Литмир - Электронная Библиотека
Содержание  
A
A

Об осложнениях, с которыми был связан балет «Дафнис и Хлоя», свидетельствует издатель Равеля – J. Durand [Ж. Дюран]: «…все было готово для того, чтобы начать репетиции произведения в „Châtelet“, когда мне доложили о приходе в мое бюро Дягилева… Г. Дягилев дал мне понять, что произведение не дало ему полного удовлетворения и что он колеблется в осуществлении своего намерения. Я употребил всю мою диалектику для того, чтобы заставить г. Дягилева вернуться к своему первому впечатлению… Г. Дягилев, после размышления, сказал мне просто: „Я поставлю „Дафниса…“ Во время репетиций были сильные споры между автором сценария, режиссером и исполнителем роли Дафниса, Нижинским. Г. Дягилев, конечно, принимал в них участие. Так как это происходило на русском языке, то я мог понять только тон голосов, который был резким. Предметом спора были хореографические вопросы; казалось, они были противоположного мнения. Я не знаю, кто в конце концов одержал верх. Должно быть, были взаимные уступки; но недовольство осталось, и к этому времени относится разрыв между г. Фокиным и г. Дягилевым, разрыв, ставший официальным после сезона Русского балета».

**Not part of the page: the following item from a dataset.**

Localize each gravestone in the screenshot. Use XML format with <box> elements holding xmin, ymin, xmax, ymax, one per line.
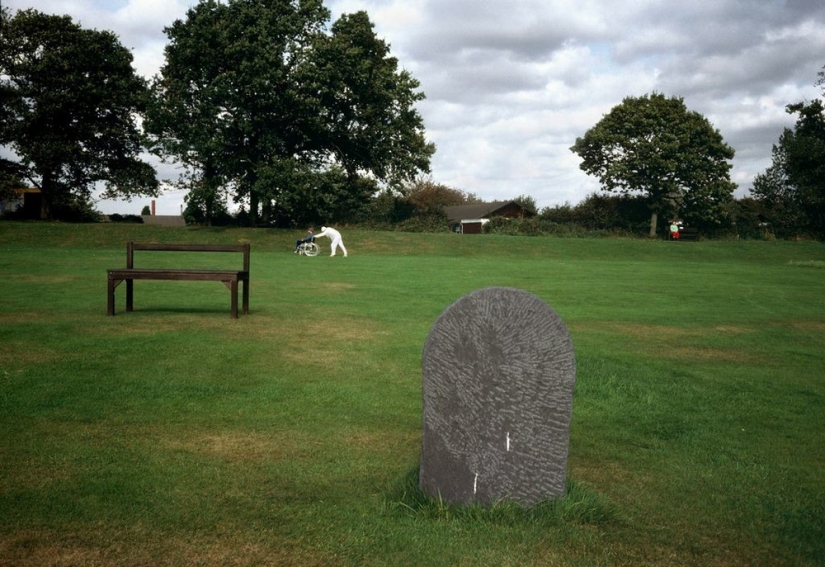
<box><xmin>420</xmin><ymin>287</ymin><xmax>576</xmax><ymax>506</ymax></box>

Репетиции происходили в грозовой обстановке и тяжело; особенно много пришлось возиться кордебалету с финалом, написанным в непривычном для него метре – 5/4 – на слова «Ser-guei-Dia-ghi-lew»; так – «Ser-guei-Dia-ghi-lew, Ser-guei-Dia-ghi-lew» – кордебалет, вместо отсчитывания такта на 5, все время и напевал…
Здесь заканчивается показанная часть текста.